The law also provides that the work performed need not be "equal," but can be "substantially similar work, when viewed as a composite of skill, effort, and responsibility, and performed under similar working conditions." These revisions will undoubtedly make it easier for employees to prove a pay equity claim.

This law becomes effective on October 8, 2019.

Senate Bill S6549

Senate Bill S6549 amends the New York Labor Law by adding a Section 194-a, which has the stated purpose "to prevent further wage discrimination by prohibiting employers from asking for wage or salary history as a requirement for a job interview, job application, job offer, or promotion."

The law prohibits employers from: Relying on an applicant's wage or salary history in determining whether to offer employment or in determining the wages or salary for an applicant; Seeking, requesting, or requiring wage or salary history from an applicant or current employee as a condition of being interviewed or continuing to be considered for an offer of employment, or as a condition of employment or promotion; Seeking, requesting, or requiring wage or salary history of an applicant or current employee from current or former employers and employees; Refusing to interview, hire, promote, otherwise employ, or to retaliate against an applicant or current employee: (1) based upon prior wage or salary history; (2) because the applicant or employee did not provide wage or salary history; or (3) because the applicant or employee filed a complaint alleging violation of Section 194-a.

Applicants and employees may still voluntarily and without prompting, disclose or verify wage or salary history, including for the purposes of negotiating their wages or salary.

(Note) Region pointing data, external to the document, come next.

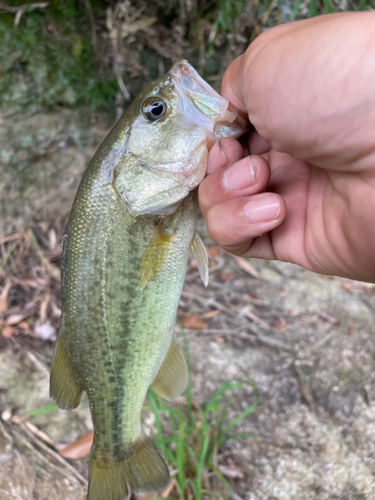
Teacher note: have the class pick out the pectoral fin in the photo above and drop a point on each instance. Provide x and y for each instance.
(172, 377)
(200, 254)
(64, 388)
(155, 256)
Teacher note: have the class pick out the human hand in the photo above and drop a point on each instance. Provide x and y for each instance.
(309, 90)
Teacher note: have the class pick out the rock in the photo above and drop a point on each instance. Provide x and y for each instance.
(42, 159)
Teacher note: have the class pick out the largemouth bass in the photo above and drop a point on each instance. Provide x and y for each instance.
(124, 260)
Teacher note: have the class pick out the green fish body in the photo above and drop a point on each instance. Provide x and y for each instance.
(124, 260)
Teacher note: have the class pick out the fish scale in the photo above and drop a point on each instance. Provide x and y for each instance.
(124, 260)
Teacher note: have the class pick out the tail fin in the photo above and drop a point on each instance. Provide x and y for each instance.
(63, 384)
(142, 468)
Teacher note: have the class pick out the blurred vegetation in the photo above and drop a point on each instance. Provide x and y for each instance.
(100, 52)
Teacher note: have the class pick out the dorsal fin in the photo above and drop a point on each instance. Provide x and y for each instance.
(156, 254)
(200, 254)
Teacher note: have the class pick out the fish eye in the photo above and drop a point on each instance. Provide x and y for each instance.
(155, 108)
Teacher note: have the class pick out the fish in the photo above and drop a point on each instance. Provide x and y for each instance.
(124, 259)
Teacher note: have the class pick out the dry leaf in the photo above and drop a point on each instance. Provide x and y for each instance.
(80, 448)
(225, 277)
(8, 331)
(38, 433)
(212, 251)
(194, 322)
(4, 297)
(249, 268)
(14, 319)
(44, 331)
(280, 324)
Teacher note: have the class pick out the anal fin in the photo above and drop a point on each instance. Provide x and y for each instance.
(172, 377)
(200, 254)
(64, 388)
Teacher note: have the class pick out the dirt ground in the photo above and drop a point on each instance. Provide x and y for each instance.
(306, 340)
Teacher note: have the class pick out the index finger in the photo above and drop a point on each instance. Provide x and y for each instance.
(231, 85)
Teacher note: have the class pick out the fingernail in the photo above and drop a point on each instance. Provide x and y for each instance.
(262, 208)
(241, 175)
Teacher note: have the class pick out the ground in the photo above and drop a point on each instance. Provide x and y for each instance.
(307, 341)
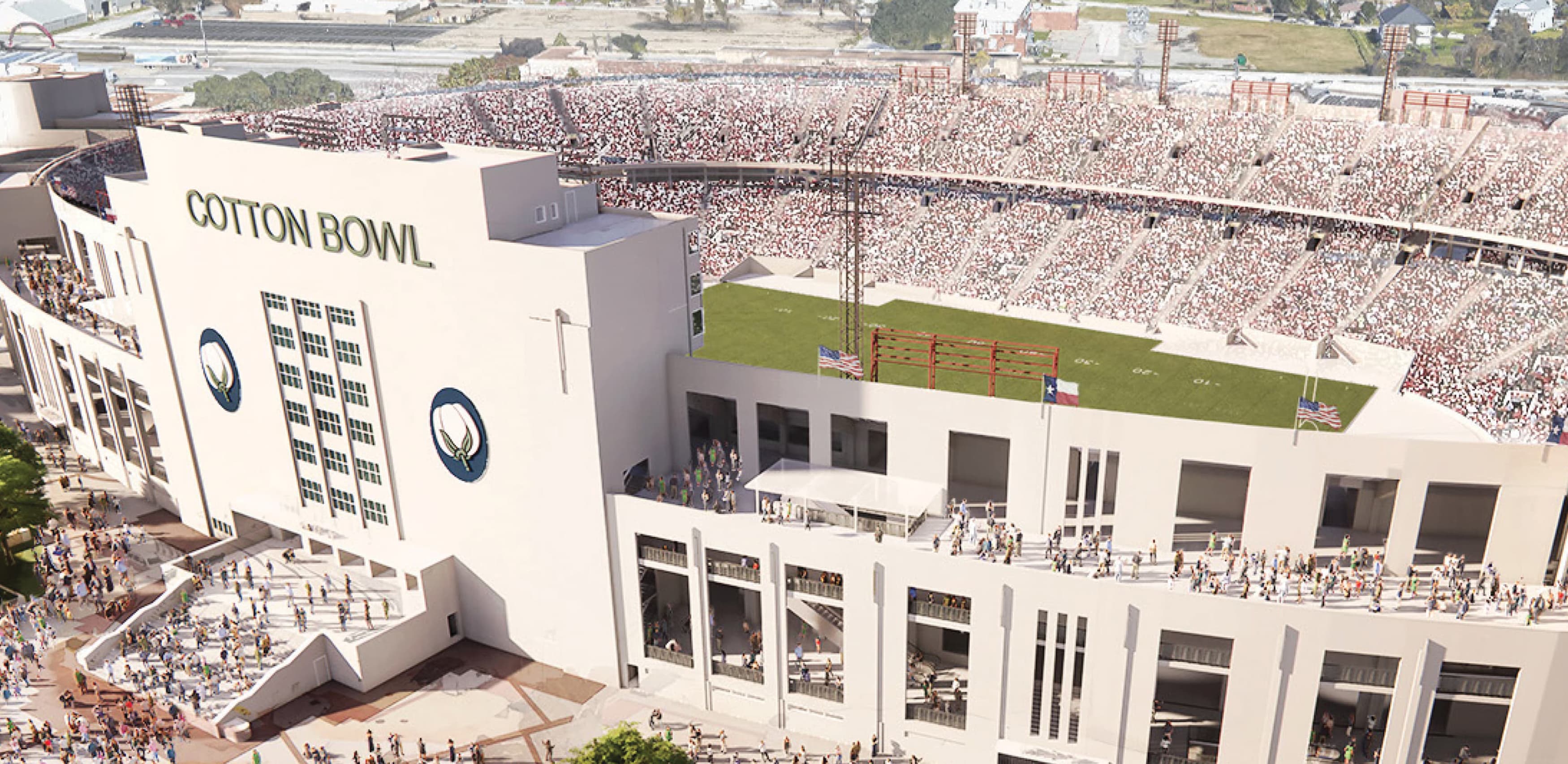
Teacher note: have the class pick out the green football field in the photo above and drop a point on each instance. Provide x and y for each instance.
(780, 330)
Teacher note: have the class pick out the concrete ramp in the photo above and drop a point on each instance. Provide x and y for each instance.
(819, 617)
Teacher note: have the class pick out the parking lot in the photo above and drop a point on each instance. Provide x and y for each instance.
(289, 32)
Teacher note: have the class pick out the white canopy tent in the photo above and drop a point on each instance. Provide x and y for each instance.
(850, 498)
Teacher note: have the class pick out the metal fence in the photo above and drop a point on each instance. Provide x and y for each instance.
(1484, 686)
(670, 656)
(1195, 655)
(816, 587)
(818, 691)
(1360, 675)
(739, 672)
(665, 556)
(944, 613)
(937, 717)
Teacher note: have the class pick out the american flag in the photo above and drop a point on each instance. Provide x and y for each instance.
(828, 358)
(1314, 412)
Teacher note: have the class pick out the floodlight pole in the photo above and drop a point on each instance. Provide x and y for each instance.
(1395, 41)
(1169, 30)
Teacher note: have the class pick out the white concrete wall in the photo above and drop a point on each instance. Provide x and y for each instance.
(1285, 490)
(1277, 653)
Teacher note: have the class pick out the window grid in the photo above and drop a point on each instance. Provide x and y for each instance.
(347, 352)
(357, 393)
(314, 344)
(361, 432)
(298, 413)
(328, 423)
(322, 385)
(338, 462)
(375, 512)
(341, 316)
(283, 336)
(342, 501)
(311, 492)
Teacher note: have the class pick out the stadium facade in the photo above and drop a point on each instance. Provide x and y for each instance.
(451, 366)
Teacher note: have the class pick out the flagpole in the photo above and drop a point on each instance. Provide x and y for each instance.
(1296, 419)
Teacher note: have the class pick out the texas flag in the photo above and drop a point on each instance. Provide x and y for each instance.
(1060, 391)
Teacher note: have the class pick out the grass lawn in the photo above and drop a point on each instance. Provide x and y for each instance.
(780, 330)
(1269, 46)
(19, 576)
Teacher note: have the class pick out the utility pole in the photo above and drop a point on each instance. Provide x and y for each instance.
(1169, 30)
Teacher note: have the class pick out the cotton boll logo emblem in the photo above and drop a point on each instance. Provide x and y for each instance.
(458, 432)
(219, 371)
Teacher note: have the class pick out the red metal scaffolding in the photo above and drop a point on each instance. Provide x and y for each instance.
(968, 355)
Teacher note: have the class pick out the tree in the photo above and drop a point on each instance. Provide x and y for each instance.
(633, 44)
(476, 71)
(626, 746)
(251, 91)
(913, 24)
(521, 47)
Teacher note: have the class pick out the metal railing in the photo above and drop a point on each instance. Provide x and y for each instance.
(935, 611)
(818, 691)
(1482, 686)
(670, 656)
(1195, 655)
(734, 572)
(816, 587)
(937, 717)
(739, 672)
(665, 556)
(1360, 675)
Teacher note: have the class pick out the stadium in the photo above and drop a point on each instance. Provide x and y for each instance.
(433, 338)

The law also allows employers to confirm wage or salary history, only after making an offer of employment, if applicants or employees volunteer their previous pay during pay negotiations.

The law authorizes injunctive relief and reasonable attorneys' fees for prevailing plaintiffs.

The law becomes effective on January 6, 2020.

In sum, these new laws drastically change the landscape for employers in New York. Employers should immediately review their employment policies to determine whether this legislation requires them to make any changes.